UN envoy for Colombia: Peace depends on stopping killings

By Edith M. Lederer, The Associated Press

CAMEROON, Cameroon — The U.N. envoy for Colombia warned Monday that peace won’t be achieved if former combatants who laid down their weapons and social leaders continue to be killed.

Carlos Ruiz Massieu said Sunday’s announcement by Colombian authorities that they thwarted a planned attempt to kill Rodrigo Londono, who had been the top military commander of the country’s largest rebel group and now heads its legal political party, “underscored the risks” facing former rebels “and the peace process itself.”

He told the U.N. Security Council it also underscores “how crucially important it is to guarantee … security” of former rebels from the Revolutionary Armed Forces of Colombia or FARC.

Ruiz Massieu stressed that “perpetrators of attacks against social leaders and former combatants must be brought swiftly to justice, including both material and intellectual authors.” He also stressed that “more effective measures are still imperative to protect these individuals, and their communities.”

Colombia’s Foreign Minister Claudia Blum told the council that the recent thwarting of the plan to attack FARC’s Londono “is the result of robust measures which are being adopted by the government.”

U.N. Secretary-General Antonio Guterres said in his recent report to the Security Council that 2019 was the most violent year for former FARC fighters since it signed a peace deal with the government in 2016.

He said 77 members of the former rebel group were killed up until Dec. 26, compared with 65 in 2018 and 31 in 2017. In addition, he said, 14 ex-FARC combatants disappeared and 29 were targets of attempted homicides.

Guterres reiterated his calls for more effective measures to protect former combatants and their families, saying they face “particular vulnerabilities.” The U.N. chief also called again for more effective measures to protect social leaders, human rights defenders and people involved in implementing the peace agreement, saying violence against them is continuing.

Colombia’s Blum said the country closed 2019 “with the lowest rate of kidnappings in its recent history, and the killings of social leaders decreased this year by 25 per cent compared to 2018.” But she said all deaths, violence and kidnappings are “deplorable and they show that there is no room for complacency.”

She said the special public prosecutor’s office investigating attacks against former combatants has issued 51 arrest warrants against alleged perpetrators and has handed down 23 sentences.
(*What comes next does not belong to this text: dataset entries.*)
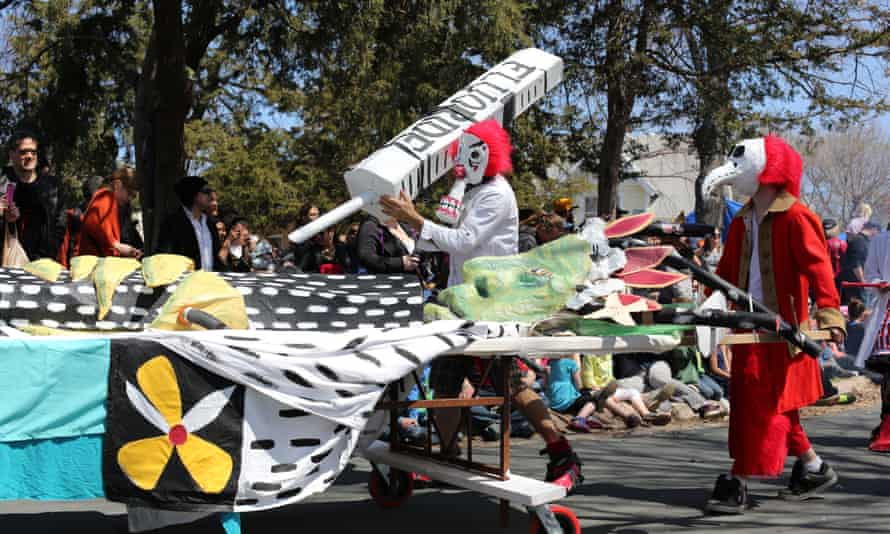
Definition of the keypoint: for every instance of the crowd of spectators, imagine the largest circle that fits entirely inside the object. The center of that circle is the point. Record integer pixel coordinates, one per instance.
(635, 388)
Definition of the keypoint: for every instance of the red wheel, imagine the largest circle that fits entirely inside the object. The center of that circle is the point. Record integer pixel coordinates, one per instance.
(564, 516)
(394, 493)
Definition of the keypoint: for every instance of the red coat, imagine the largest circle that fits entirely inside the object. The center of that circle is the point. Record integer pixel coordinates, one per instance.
(101, 226)
(793, 261)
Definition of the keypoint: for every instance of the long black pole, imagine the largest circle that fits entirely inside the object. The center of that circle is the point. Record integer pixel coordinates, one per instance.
(785, 330)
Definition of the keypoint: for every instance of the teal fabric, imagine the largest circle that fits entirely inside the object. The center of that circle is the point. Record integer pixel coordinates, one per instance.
(52, 388)
(52, 469)
(231, 522)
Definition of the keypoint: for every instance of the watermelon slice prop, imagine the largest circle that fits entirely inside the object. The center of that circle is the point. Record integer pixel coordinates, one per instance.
(640, 258)
(652, 279)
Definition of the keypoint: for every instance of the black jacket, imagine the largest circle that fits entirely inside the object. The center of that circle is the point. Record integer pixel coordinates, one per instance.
(41, 224)
(378, 250)
(178, 237)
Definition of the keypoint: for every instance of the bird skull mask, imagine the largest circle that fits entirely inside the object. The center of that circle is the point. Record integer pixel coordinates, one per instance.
(746, 162)
(471, 159)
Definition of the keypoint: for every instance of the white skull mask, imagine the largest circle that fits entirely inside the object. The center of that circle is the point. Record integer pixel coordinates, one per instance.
(471, 159)
(746, 162)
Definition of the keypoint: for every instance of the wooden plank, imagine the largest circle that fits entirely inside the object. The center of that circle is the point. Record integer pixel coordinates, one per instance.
(520, 490)
(440, 403)
(567, 345)
(769, 337)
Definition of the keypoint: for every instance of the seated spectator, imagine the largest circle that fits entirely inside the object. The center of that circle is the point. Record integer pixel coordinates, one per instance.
(563, 390)
(107, 228)
(235, 252)
(596, 375)
(385, 248)
(719, 366)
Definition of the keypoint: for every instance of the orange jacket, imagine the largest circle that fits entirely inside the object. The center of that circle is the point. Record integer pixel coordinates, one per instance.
(101, 227)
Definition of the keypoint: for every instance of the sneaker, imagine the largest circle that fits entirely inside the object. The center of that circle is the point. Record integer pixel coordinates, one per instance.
(730, 496)
(805, 484)
(564, 469)
(633, 421)
(579, 424)
(663, 395)
(880, 437)
(657, 419)
(834, 400)
(491, 433)
(594, 423)
(711, 411)
(603, 395)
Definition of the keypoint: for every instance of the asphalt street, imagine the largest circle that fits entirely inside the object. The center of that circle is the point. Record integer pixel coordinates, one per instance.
(644, 482)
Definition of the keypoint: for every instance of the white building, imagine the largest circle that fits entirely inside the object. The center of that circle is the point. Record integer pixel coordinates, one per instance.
(665, 186)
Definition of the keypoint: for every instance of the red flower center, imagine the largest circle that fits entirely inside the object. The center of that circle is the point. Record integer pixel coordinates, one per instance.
(177, 435)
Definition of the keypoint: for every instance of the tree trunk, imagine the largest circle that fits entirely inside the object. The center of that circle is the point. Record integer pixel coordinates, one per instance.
(161, 106)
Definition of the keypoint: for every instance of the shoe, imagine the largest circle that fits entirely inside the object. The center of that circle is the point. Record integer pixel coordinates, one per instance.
(880, 437)
(564, 469)
(805, 484)
(730, 496)
(657, 419)
(491, 433)
(664, 394)
(711, 411)
(834, 400)
(604, 395)
(594, 423)
(633, 421)
(579, 424)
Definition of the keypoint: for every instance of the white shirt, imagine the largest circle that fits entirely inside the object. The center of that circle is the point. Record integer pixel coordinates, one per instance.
(205, 240)
(755, 283)
(488, 226)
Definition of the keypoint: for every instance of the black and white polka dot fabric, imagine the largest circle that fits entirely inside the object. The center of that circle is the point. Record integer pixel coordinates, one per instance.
(273, 301)
(310, 396)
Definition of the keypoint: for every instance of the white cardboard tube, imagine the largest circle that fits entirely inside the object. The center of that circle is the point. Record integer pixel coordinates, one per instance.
(330, 218)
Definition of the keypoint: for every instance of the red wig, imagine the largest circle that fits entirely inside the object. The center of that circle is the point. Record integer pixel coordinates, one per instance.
(499, 148)
(784, 167)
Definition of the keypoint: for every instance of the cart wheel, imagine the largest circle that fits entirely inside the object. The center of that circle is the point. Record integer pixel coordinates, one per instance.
(395, 493)
(564, 516)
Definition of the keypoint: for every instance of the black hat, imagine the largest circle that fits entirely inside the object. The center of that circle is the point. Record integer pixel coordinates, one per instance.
(189, 187)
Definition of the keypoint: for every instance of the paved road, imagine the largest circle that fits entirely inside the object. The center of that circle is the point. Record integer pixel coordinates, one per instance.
(647, 482)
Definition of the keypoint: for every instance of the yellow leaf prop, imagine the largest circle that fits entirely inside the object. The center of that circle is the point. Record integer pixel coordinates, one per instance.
(207, 292)
(109, 273)
(164, 269)
(44, 268)
(83, 266)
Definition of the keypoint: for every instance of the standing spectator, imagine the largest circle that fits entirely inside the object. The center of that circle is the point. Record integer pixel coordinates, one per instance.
(187, 230)
(852, 265)
(40, 223)
(385, 248)
(108, 228)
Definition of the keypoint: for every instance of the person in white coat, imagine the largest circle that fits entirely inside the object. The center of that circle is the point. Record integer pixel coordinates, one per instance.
(483, 206)
(874, 351)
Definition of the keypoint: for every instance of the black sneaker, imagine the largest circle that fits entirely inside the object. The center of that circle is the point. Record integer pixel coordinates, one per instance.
(564, 470)
(805, 485)
(730, 496)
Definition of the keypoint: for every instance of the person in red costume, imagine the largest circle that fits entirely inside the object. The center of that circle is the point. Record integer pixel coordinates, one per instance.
(776, 250)
(107, 229)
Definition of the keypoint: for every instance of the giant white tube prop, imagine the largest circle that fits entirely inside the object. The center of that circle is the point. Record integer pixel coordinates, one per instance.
(418, 156)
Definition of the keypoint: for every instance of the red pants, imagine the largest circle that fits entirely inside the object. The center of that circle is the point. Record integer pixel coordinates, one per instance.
(759, 443)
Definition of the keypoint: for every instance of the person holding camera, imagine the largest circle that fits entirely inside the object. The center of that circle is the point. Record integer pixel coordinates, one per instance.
(386, 248)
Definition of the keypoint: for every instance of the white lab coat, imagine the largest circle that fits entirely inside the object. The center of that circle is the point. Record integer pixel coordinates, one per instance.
(488, 226)
(877, 269)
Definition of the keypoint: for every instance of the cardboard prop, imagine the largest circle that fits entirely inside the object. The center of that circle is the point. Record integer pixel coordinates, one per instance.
(418, 156)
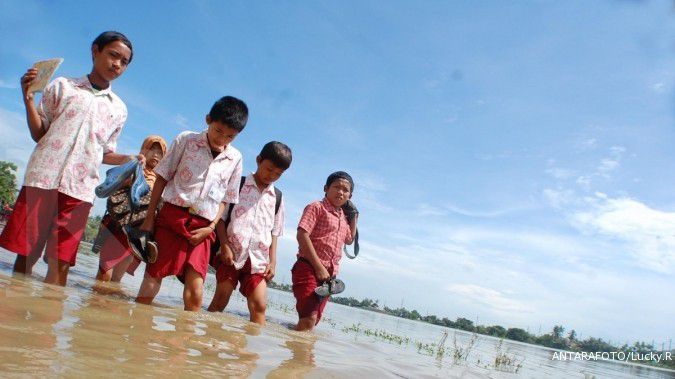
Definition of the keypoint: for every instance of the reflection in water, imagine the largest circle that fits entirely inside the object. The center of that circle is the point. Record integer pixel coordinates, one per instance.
(96, 329)
(300, 363)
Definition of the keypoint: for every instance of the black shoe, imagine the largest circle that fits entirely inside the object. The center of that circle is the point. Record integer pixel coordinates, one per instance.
(142, 247)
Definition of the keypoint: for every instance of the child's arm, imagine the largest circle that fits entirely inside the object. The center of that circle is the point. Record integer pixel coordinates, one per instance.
(272, 266)
(198, 235)
(307, 251)
(32, 116)
(118, 159)
(225, 255)
(157, 189)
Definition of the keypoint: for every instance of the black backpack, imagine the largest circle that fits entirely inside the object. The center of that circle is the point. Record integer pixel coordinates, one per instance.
(215, 246)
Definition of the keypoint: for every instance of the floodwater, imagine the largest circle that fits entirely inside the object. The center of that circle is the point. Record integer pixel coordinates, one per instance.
(79, 331)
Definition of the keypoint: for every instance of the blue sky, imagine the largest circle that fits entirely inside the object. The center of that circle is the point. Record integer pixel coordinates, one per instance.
(513, 161)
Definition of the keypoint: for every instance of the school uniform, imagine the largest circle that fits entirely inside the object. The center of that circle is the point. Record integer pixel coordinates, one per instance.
(82, 124)
(196, 185)
(329, 232)
(252, 224)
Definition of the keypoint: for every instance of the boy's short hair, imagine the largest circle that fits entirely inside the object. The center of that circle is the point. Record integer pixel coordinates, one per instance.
(278, 153)
(230, 111)
(109, 37)
(340, 175)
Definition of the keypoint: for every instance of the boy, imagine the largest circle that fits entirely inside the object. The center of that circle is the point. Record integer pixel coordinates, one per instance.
(115, 256)
(249, 241)
(200, 172)
(76, 127)
(322, 232)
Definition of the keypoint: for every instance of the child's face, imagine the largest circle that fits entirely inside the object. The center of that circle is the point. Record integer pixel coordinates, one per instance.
(338, 192)
(112, 61)
(153, 156)
(220, 135)
(267, 173)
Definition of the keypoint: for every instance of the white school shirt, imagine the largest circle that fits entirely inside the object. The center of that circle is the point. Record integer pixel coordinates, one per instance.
(81, 125)
(252, 225)
(195, 179)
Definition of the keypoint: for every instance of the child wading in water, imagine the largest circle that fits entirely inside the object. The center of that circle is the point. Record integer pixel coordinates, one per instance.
(322, 232)
(115, 256)
(249, 232)
(199, 174)
(76, 127)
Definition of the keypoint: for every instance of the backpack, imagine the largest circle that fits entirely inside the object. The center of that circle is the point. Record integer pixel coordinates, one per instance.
(215, 246)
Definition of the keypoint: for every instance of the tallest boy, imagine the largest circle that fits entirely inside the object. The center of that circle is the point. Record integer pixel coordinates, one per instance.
(76, 127)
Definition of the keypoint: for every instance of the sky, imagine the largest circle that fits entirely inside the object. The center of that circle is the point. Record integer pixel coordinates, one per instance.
(513, 160)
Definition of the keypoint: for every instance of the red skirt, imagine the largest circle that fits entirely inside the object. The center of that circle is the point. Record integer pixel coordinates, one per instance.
(172, 230)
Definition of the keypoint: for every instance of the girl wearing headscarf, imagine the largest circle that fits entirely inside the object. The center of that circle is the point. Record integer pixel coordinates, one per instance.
(114, 253)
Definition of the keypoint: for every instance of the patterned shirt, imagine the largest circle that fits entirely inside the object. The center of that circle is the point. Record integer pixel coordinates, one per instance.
(252, 225)
(81, 125)
(328, 230)
(195, 179)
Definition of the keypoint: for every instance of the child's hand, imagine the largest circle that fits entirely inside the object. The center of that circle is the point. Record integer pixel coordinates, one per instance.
(269, 271)
(26, 80)
(226, 255)
(321, 273)
(199, 235)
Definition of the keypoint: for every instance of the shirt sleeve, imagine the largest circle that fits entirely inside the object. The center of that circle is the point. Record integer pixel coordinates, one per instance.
(111, 145)
(309, 217)
(169, 164)
(49, 102)
(278, 227)
(232, 191)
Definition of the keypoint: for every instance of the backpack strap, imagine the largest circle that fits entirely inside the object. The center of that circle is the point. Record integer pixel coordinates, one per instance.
(278, 194)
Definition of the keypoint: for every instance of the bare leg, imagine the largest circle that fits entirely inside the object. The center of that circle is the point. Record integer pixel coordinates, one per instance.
(193, 291)
(149, 289)
(121, 268)
(221, 297)
(306, 323)
(57, 272)
(257, 303)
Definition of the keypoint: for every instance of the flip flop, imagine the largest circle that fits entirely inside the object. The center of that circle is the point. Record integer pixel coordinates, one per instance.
(333, 286)
(142, 246)
(114, 178)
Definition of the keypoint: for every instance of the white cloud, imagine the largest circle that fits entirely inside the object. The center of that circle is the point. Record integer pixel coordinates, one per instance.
(645, 233)
(8, 85)
(488, 297)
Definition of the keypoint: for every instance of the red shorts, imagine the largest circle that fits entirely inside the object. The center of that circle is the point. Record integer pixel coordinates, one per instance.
(247, 281)
(304, 283)
(115, 248)
(172, 230)
(46, 218)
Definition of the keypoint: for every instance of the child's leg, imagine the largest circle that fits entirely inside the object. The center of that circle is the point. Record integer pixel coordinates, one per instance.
(193, 291)
(149, 289)
(222, 296)
(306, 323)
(257, 303)
(103, 276)
(57, 271)
(121, 268)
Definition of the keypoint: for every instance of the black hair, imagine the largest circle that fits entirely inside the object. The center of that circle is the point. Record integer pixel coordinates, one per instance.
(340, 175)
(230, 111)
(278, 153)
(106, 38)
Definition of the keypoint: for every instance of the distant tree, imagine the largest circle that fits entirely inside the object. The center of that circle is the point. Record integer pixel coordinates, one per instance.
(517, 334)
(464, 324)
(7, 182)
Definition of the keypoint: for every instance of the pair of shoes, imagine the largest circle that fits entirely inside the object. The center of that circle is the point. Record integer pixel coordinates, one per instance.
(115, 177)
(139, 188)
(333, 286)
(142, 246)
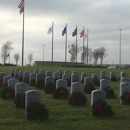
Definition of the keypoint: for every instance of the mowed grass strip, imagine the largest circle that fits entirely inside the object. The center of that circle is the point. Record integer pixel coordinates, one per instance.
(63, 116)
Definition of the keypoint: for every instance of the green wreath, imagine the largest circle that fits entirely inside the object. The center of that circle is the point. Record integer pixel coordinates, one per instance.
(19, 100)
(49, 88)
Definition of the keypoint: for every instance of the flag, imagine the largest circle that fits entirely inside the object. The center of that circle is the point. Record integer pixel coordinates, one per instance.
(8, 55)
(85, 36)
(82, 34)
(64, 31)
(49, 30)
(21, 6)
(74, 33)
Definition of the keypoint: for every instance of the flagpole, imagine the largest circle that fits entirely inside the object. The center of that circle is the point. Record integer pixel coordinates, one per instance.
(87, 46)
(23, 37)
(76, 46)
(66, 45)
(83, 44)
(52, 40)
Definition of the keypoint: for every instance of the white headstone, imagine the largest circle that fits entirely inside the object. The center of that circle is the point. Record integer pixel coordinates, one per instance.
(61, 83)
(83, 75)
(124, 79)
(49, 79)
(102, 75)
(48, 73)
(74, 78)
(77, 87)
(97, 95)
(88, 80)
(104, 83)
(21, 87)
(32, 96)
(12, 82)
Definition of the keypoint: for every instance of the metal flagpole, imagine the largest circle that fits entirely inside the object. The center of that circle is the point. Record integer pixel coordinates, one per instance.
(66, 45)
(23, 37)
(87, 47)
(52, 40)
(76, 44)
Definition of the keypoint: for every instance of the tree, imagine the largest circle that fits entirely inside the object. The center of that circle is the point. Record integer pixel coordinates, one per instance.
(102, 54)
(5, 51)
(16, 57)
(95, 54)
(84, 55)
(72, 51)
(30, 57)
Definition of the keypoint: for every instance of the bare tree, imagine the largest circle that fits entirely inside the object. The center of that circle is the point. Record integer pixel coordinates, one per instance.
(30, 57)
(86, 53)
(16, 57)
(72, 51)
(95, 55)
(102, 54)
(5, 50)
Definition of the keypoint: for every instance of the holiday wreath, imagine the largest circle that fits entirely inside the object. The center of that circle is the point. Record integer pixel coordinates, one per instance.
(101, 108)
(40, 84)
(77, 99)
(125, 98)
(19, 100)
(60, 93)
(7, 92)
(109, 92)
(96, 82)
(89, 88)
(49, 88)
(35, 110)
(32, 82)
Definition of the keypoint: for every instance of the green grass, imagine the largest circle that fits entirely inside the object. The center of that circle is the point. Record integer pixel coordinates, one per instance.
(63, 116)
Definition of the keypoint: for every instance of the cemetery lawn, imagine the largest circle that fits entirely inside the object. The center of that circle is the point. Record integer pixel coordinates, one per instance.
(63, 116)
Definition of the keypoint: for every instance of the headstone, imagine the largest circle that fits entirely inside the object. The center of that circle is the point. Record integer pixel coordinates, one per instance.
(42, 72)
(49, 79)
(125, 79)
(104, 83)
(26, 77)
(83, 75)
(12, 72)
(124, 87)
(56, 75)
(21, 87)
(5, 79)
(16, 73)
(32, 76)
(88, 80)
(48, 73)
(112, 74)
(74, 78)
(36, 71)
(60, 73)
(123, 74)
(97, 95)
(102, 75)
(67, 72)
(61, 83)
(74, 72)
(40, 77)
(77, 87)
(12, 82)
(32, 96)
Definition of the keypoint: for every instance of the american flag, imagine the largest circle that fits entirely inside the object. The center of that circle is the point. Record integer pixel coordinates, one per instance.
(21, 6)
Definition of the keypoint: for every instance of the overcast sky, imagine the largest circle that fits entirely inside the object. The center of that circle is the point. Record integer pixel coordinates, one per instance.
(103, 18)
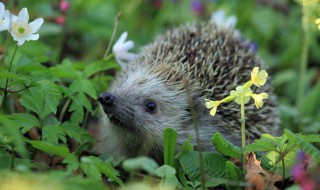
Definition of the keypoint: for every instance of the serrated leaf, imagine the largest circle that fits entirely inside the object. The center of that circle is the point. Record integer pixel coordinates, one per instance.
(72, 161)
(50, 148)
(233, 173)
(26, 121)
(144, 163)
(65, 70)
(106, 169)
(225, 147)
(98, 66)
(52, 134)
(170, 137)
(165, 171)
(312, 138)
(11, 128)
(214, 165)
(75, 132)
(90, 169)
(27, 69)
(8, 75)
(40, 102)
(304, 145)
(261, 145)
(187, 146)
(84, 86)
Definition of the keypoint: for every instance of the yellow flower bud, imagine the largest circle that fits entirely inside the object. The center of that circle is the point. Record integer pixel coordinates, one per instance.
(258, 99)
(258, 78)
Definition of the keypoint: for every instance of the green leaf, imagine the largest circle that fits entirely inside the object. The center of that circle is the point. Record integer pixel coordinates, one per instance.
(39, 101)
(144, 163)
(165, 171)
(65, 70)
(263, 144)
(7, 75)
(214, 165)
(187, 146)
(225, 147)
(72, 161)
(303, 144)
(52, 134)
(84, 86)
(233, 173)
(50, 148)
(106, 169)
(26, 121)
(98, 66)
(168, 175)
(11, 128)
(170, 137)
(90, 169)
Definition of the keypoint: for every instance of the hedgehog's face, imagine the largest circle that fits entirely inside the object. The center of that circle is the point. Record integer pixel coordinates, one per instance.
(144, 103)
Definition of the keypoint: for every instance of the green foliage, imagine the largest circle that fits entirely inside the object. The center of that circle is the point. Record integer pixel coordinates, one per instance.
(54, 82)
(144, 163)
(225, 147)
(170, 137)
(214, 165)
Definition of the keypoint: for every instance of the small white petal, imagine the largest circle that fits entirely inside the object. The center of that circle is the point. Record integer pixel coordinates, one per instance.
(36, 24)
(20, 42)
(122, 38)
(23, 16)
(218, 17)
(231, 21)
(32, 37)
(127, 45)
(2, 8)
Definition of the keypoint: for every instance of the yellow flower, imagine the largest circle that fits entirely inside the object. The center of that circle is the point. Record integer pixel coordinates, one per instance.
(213, 105)
(240, 93)
(258, 99)
(318, 23)
(258, 78)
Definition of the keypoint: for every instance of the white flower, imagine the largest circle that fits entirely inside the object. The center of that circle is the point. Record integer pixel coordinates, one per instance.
(219, 18)
(21, 30)
(120, 50)
(4, 18)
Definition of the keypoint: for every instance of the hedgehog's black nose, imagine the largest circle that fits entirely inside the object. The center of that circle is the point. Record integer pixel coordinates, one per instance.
(106, 99)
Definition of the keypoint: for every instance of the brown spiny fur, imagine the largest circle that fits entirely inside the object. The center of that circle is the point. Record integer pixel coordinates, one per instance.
(197, 61)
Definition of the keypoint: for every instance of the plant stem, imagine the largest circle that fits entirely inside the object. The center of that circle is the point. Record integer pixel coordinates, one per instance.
(5, 93)
(196, 127)
(6, 47)
(305, 54)
(283, 170)
(112, 36)
(12, 158)
(243, 123)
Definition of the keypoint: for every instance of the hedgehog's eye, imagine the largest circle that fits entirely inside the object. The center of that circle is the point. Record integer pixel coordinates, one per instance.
(151, 107)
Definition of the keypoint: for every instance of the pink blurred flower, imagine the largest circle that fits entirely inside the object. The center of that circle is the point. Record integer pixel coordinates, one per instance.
(197, 6)
(298, 173)
(64, 6)
(60, 20)
(308, 185)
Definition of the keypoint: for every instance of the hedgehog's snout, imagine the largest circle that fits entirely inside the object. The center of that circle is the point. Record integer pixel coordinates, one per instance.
(106, 99)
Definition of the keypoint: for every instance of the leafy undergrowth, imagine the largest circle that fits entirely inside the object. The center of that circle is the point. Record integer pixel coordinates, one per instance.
(48, 97)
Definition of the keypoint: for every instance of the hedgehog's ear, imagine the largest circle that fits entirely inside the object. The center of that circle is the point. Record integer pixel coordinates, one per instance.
(198, 106)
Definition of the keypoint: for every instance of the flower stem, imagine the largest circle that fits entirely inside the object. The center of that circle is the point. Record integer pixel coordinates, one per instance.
(243, 123)
(305, 54)
(6, 47)
(283, 170)
(112, 36)
(5, 93)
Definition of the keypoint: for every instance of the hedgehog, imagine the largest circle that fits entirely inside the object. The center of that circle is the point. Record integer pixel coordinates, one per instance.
(166, 85)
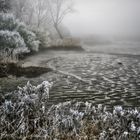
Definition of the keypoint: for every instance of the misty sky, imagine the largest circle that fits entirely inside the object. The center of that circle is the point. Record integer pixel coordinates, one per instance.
(105, 17)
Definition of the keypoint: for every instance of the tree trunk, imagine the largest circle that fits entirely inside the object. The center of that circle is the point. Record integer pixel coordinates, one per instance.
(58, 31)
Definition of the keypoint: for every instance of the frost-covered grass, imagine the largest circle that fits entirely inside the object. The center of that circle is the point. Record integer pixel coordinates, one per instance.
(67, 43)
(25, 114)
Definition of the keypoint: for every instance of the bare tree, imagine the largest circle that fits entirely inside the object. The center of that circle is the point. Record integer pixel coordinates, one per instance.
(5, 5)
(58, 9)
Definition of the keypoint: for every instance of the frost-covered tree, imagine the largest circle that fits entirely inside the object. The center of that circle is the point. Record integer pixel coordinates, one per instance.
(16, 34)
(5, 5)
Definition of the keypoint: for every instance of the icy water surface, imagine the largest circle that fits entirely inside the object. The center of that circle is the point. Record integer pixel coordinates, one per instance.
(102, 78)
(110, 79)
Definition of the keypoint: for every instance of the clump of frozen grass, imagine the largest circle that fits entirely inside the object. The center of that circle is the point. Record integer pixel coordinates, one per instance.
(23, 112)
(84, 121)
(26, 115)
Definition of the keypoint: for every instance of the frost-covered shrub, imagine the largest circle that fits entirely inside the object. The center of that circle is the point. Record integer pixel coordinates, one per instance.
(5, 5)
(44, 38)
(26, 115)
(23, 112)
(66, 43)
(9, 23)
(29, 37)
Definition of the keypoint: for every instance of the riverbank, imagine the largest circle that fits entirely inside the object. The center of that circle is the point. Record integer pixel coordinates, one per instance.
(102, 78)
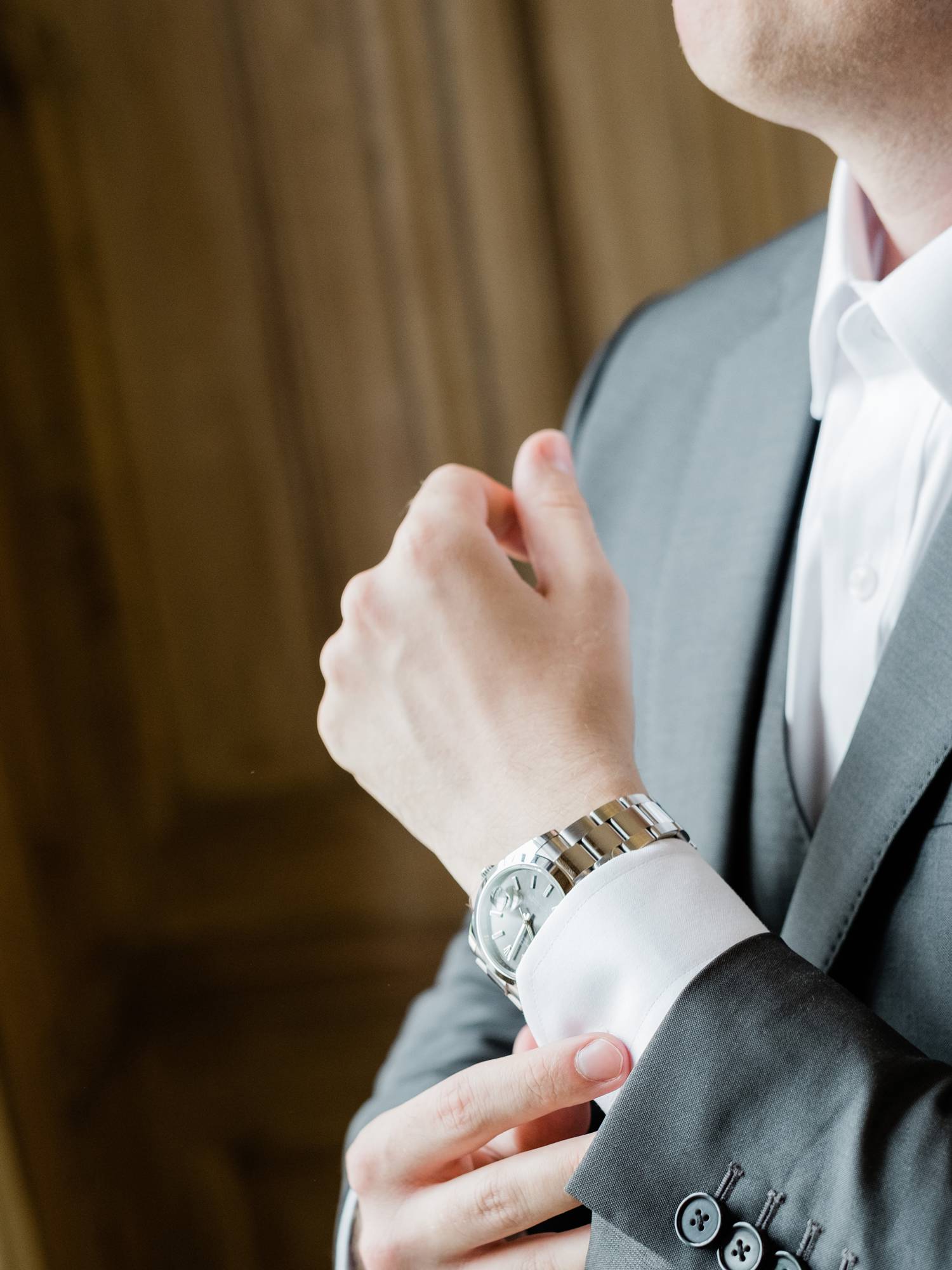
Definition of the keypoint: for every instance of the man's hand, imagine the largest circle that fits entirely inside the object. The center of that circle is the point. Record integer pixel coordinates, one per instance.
(479, 711)
(449, 1177)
And she said the state is also developing policies to tackle criminal organizations including those involved in drug trafficking and illegal mining.

Ruiz Massieu, the U.N. envoy, said “pervasive violence in conflict-affected areas continues to threaten the consolidation of peace.”

He pointed to “several profoundly worrying developments in the last few weeks” — the risk of more widespread violence in the department of Choco due to activities of illegal armed groups, the killing of artist and social leader Lucy Villarreal in Narino department on Dec. 23, and the killing of ex-FARC combatant Benjamin Banguera Rosales on Jan. 1 in Cauca department.

“Peace will not be fully achieved if the brave voices of social leaders continue to be silenced through violence and if former combatants who laid down their weapons and are committed to their reintegration continue to be killed,” Ruiz Massieu warned.

He said Cauca, Choco and Narino are part of the epicenters of violence where underlying conditions are the same, calling them “rural areas affected by a limited state presence and persistent poverty, and where illegal armed groups and criminal structures continue victimizing populations, especially ethnic communities, to control illicit economies.”